No es fácil seleccionar dos señales a través de las cuales pretenda la dictadura anunciarnos que tiene la sartén por el mango y que la batirá a su gusto y solo de acuerdo con los intereses de su hegemonía. Cada semana nos abruma con anuncios preocupantes, con amenazas que ya forman parte de un paisaje ominoso. Sin embargo, el asesinato y el sepelio de Oscar Pérez y de quienes lo acompañaban en El Junquito, unido a las amenazas que antes profirió Maduro contra unos obispos, deben destacarse como tenebrosas evidencias de iniquidad y de ausencia de misericordia.

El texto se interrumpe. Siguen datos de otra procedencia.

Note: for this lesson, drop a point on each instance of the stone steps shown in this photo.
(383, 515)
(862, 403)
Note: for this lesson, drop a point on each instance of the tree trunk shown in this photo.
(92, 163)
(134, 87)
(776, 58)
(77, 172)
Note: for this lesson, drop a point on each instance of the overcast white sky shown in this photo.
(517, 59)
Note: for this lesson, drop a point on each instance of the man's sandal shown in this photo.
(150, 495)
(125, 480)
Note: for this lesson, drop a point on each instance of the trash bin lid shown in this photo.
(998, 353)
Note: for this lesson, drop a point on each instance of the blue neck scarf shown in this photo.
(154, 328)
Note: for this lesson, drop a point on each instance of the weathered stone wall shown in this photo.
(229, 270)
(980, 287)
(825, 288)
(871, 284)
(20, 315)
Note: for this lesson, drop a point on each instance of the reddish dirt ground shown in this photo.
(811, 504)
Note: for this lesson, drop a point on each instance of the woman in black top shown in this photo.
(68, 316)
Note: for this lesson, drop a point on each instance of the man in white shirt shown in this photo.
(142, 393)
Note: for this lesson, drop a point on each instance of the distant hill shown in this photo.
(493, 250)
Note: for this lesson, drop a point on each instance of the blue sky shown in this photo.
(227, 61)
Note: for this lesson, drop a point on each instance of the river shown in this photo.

Esa palabra, misericordia, tal vez sea la virtud que más necesite hoy Venezuela, y que más se extrañe en medio de los horrores de la actualidad. Cuando el dictador ataca a los obispos envía una señal oscura que nos debe poner en guardia porque ¿qué hicieron los obispos, para merecer la insólita excomunión del dictador? Clamaron desde el púlpito por el bienestar de su feligresía, llamaron la atención para pedir rectificaciones urgentes. ¿Cómo respondió el dictador desde el altar del socialismo del siglo XXI? Pidió ante la prostituyente que se les aplicara la “ley contra el odio”.
¿Y qué hizo Oscar Pérez, antes de su inmolación? Alzó su voz mediante un acto de rebeldía contra el régimen. Desde luego, no actuó con la humildad de los prelados porque no lo es; pero sus acciones, en una república respetuosa de la legalidad y de la dignidad de sus gobernados, no eran susceptibles de la respuesta inhumana y violenta que tuvieron. Tampoco sus familiares y sus allegados, inocentes del todo de los hechos que se perseguían, mientras no se demuestre lo contrario, y sujetos a la soberbia y a la prepotencia de un régimen que entregó los cadáveres inmolados cuando se le antojó y dispuso sepelios alejados de los hábitos cristianos que predominan entre nosotros.
Ahora la dictadura ya no puede exhibirse como adalid del diálogo con los representantes de la MUD ni como puente para un entendimiento nacional. Es evidente que los dos hechos comentados ahora chocan con la alternativa de los avenimientos. Insultar obispos y asesinar oponentes a mansalva no congenia con la posibilidad de lograr acuerdos conducentes a situaciones de transición. La violencia y el rencor no se llevan con las supuestas ganas de fraternizar que exhibe un gobierno mentiroso cada vez más apegado a mostrar sus colmillos sedientos de sangre.
Pero la tragicomedia no cesa: ayer el señor Maduro reveló, para gran susto de los venezolanos, que no se quiere ir de Miraflores, que desea en los próximos seis años culminar su magna obra de destrucción de lo poco que queda en pie en Venezuela. No se trata de un chiste –¡ojalá lo fuera!– sino de una amenaza concreta: “Si el PSUV, si las fuerzas del GPP (…) si la clase obrera, la juventud cree que yo debo ser el candidato presidencial de la patria (…) yo estoy a la orden de la candidatura presidencial”, aseguró.
Como el más famoso cuento corto siempre citado: “Al despertar, Maduro seguía allí”. Una pesadilla que, como una muñeca rusa, guarda en su interior todas las pesadillas venezolanas.